Partisanship and left-wing extremism epitomize the Biden administration. This has made it exceedingly difficult for the administration to finalize a deal with moderate Democrats on the multi trillion-dollar tax-and-spend package. What is important to note though is that this partisanship extends beyond the doors of the White House and is present at every agency throughout the federal government.

In particular, the Department of Justice (DOJ) and Federal Trade Commission (FTC) are led by liberals Merrick Garland and Lina Khan, respectively.
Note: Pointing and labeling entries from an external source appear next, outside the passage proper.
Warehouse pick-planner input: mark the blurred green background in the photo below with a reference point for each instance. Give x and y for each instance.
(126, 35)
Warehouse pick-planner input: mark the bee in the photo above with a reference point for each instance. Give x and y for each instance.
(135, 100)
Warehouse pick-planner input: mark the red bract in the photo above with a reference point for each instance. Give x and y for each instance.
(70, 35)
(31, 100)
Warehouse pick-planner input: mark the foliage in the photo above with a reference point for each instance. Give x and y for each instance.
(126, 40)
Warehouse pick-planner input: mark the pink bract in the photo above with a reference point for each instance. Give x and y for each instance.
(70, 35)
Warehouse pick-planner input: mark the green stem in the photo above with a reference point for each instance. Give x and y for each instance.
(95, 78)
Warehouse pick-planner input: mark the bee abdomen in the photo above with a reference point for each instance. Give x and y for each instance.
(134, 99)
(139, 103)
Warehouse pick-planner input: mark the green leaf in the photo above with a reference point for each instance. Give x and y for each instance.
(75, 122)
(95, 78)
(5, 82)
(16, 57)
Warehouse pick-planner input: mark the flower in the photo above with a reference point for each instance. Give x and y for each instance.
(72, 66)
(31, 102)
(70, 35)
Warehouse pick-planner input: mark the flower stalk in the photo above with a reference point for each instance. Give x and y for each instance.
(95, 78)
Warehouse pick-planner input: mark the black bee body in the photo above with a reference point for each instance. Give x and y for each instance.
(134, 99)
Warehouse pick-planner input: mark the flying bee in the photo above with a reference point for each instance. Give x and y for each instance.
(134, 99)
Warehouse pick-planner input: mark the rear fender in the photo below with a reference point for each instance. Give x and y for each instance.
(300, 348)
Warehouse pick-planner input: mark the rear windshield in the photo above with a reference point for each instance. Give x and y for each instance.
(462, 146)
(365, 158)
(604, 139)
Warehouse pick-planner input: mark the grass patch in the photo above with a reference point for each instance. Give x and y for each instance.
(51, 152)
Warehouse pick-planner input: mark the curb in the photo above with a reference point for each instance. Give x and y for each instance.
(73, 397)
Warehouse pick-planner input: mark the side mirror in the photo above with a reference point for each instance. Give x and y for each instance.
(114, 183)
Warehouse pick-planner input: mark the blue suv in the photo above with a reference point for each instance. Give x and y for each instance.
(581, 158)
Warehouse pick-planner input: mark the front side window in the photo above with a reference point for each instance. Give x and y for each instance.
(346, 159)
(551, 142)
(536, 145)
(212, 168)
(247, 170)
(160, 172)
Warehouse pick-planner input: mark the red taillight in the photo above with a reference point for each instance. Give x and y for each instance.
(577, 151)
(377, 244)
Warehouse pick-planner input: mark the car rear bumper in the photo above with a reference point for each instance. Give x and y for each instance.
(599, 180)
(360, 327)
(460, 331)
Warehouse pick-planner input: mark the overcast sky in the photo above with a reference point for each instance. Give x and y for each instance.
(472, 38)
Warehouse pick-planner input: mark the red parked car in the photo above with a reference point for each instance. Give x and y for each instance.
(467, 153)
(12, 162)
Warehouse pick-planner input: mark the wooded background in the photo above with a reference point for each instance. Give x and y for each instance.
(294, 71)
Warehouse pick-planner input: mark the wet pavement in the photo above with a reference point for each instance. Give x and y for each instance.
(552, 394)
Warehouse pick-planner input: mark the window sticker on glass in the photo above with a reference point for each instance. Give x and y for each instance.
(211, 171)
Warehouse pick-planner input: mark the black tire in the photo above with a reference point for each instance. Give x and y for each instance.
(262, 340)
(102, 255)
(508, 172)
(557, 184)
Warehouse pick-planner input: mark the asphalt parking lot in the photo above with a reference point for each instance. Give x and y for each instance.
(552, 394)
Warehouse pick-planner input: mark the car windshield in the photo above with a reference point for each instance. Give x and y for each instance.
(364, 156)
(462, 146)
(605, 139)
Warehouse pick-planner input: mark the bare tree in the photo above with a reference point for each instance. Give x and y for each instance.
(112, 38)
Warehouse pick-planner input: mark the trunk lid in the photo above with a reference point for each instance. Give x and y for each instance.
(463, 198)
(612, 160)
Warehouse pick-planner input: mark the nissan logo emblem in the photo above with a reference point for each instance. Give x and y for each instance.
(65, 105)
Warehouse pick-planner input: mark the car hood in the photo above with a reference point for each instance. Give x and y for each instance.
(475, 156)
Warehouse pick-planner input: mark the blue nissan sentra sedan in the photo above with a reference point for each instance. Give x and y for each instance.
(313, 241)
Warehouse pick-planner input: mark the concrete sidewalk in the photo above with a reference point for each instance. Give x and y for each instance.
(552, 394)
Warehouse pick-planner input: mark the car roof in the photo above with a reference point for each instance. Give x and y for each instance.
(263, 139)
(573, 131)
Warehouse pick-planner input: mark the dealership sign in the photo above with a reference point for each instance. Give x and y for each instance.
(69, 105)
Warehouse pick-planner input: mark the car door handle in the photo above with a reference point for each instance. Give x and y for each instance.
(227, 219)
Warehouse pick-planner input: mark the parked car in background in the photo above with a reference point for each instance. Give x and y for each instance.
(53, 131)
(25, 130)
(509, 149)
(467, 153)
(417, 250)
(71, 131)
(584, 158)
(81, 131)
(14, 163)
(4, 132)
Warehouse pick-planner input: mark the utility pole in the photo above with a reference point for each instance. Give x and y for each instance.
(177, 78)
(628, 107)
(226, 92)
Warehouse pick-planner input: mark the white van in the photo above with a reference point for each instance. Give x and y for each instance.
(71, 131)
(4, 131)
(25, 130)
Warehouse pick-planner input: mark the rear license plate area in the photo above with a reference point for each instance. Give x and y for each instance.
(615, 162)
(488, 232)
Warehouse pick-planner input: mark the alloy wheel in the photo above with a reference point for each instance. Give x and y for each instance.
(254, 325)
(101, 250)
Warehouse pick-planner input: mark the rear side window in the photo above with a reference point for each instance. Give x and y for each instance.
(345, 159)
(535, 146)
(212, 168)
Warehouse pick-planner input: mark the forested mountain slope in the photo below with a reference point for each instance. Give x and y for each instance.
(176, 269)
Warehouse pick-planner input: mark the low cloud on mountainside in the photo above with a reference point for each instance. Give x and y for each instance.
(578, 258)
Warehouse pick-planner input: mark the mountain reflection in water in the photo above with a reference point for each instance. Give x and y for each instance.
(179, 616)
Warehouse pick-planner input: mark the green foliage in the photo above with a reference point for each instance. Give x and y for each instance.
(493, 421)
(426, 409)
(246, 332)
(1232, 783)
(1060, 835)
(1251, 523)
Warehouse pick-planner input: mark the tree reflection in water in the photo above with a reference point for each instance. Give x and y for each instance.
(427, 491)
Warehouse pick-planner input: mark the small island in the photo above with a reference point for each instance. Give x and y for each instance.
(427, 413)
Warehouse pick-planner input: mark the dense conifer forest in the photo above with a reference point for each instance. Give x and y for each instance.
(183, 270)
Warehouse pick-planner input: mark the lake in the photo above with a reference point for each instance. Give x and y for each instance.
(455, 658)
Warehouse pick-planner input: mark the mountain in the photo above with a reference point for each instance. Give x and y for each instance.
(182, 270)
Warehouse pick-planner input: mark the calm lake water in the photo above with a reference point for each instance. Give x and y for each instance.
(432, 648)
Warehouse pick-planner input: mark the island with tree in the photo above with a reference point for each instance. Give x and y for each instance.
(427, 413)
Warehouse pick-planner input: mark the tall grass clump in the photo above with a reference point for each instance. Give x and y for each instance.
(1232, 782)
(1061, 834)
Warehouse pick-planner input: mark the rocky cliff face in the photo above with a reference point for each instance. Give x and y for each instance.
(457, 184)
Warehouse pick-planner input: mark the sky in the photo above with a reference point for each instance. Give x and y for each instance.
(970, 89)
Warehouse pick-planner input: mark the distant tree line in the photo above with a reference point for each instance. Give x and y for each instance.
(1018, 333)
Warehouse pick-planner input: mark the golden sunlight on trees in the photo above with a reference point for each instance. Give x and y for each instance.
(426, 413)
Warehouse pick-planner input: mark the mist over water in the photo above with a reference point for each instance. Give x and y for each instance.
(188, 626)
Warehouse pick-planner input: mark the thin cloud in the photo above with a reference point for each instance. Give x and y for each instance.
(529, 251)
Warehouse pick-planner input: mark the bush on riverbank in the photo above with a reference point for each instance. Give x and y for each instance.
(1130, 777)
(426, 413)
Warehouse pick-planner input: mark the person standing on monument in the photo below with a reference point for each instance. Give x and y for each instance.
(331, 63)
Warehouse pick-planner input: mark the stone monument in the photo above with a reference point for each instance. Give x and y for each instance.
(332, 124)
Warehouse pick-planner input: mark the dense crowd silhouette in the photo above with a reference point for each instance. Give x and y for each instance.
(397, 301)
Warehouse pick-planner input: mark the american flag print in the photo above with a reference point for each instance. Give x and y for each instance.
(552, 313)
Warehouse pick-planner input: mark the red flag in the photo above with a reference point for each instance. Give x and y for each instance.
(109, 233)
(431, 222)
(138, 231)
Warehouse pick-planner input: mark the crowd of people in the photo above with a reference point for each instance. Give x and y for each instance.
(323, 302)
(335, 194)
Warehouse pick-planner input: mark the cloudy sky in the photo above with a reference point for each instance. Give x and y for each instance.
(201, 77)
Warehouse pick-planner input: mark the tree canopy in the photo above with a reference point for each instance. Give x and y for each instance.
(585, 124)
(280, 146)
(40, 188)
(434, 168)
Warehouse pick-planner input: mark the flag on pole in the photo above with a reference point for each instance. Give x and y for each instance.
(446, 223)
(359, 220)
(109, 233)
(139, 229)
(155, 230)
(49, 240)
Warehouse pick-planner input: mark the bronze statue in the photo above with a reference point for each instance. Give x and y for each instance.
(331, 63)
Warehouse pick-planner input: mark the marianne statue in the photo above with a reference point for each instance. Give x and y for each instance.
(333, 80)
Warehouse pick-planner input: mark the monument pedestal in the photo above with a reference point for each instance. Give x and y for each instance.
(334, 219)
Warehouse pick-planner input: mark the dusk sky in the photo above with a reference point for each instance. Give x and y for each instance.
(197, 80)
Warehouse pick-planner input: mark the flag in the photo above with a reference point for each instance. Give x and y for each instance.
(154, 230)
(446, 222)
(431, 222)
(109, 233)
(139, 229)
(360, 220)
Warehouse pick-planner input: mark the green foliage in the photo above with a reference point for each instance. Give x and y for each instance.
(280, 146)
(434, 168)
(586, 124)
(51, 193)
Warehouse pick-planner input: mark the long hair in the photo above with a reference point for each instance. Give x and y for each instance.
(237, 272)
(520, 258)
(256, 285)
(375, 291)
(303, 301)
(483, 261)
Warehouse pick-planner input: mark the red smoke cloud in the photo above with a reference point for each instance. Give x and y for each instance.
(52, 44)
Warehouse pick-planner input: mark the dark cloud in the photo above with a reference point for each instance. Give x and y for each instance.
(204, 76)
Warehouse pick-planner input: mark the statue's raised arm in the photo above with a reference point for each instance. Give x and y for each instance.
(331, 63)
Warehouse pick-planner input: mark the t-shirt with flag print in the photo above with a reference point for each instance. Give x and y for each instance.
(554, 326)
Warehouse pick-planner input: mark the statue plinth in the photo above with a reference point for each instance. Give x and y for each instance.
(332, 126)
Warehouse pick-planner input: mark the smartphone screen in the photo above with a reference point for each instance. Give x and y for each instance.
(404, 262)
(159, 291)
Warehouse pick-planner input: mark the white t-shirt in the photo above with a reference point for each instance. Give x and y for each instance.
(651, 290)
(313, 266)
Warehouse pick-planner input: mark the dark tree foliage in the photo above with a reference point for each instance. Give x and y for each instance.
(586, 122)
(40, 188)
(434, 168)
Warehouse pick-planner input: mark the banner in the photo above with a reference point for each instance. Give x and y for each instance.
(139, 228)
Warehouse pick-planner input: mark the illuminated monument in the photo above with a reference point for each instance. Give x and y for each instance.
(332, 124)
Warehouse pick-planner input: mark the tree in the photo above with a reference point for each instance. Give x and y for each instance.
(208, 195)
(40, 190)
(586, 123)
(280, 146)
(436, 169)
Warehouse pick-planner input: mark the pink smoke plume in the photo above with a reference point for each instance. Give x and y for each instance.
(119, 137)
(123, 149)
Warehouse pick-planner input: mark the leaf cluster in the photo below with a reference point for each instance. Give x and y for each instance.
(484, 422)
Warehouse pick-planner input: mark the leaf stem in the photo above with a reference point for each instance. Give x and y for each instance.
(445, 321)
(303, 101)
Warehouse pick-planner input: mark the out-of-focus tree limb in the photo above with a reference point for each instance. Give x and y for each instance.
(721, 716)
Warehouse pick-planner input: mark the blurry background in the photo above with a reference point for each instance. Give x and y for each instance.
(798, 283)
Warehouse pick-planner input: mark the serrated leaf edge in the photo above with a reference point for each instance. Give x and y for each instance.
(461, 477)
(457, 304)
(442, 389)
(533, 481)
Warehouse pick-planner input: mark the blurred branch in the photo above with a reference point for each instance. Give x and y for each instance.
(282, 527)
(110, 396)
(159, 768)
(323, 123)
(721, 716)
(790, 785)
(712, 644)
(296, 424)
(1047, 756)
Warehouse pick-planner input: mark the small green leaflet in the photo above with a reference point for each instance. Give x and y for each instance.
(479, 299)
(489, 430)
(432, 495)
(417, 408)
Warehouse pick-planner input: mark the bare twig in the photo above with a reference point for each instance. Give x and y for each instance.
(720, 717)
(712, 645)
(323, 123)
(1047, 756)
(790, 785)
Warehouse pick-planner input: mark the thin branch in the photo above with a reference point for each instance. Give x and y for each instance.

Recently DOJ and FTC filed letters in support of the Federal Reserve’s notice of proposed rulemaking, which would amend provisions of Regulation II so that certain debit card routing restrictions would apply to transactions that occur online (i.e. card-not-present transactions).   

The fact that these agencies publicly support the Federal Reserve’s rulemaking to further bolster the routing restrictions from the Durbin amendment, which is widely lauded by Democrats, is par for the course.

If officials at DOJ and FTC were nominated by a conservative Republican administration, it is unlikely they would support policy that is clearly an expansion of a federal government mandate.

Moreover, the language on routing restrictions in the Durbin amendment has been misconstrued by the Federal Reserve. The language in statute requires the Federal Reserve to issue rules that prohibit restricting “the number of payment card networks on which an electronic debit transaction may be processed.” However, statute does not authorize the Federal Reserve to write rules “to impose an affirmative obligation” on banks and credit unions to make sure that each merchant and transaction is provided with at least two unaffiliated payment networks. Clearly, the Federal Reserve is overstepping its statutory authority in its proposed rulemaking.

The DOJ and FTC’s claims that banks, credit unions, and payment card networks are actively conducting anticompetitive behavior to the detriment of merchants is false. In many cases merchants are the ones limiting routing options. Banks and credit unions cannot help it if merchants refuse to use updated and more secure technology to access payment networks.

In 2011, the Federal Reserve admitted that banks and credit unions could not be at fault if a merchant decided to not install new card processing technology, such as card reader terminals. The Federal Reserve stated that, “To the extent a merchant has chosen not to accept PIN debit, the merchant, and not the issuer or the payment card network, has restricted the available choices for routing an electronic debit transaction.”

This issue continues today. Merchants have limited payment options for consumers to cut corners while the technology for alternative payment methods for card-not-present transactions has existed for years.

Merchants “have been making a conscious decision not to adopt technologies” that would broaden payment transaction choices for card-not-present transactions.

Biden’s DOJ and FTC have it all wrong. It is not the banks, credit unions, or payment card networks that reduce competition, it is the large multi-billion-dollar merchants that prefer to cut corners than prioritize secure and efficient debit transactions.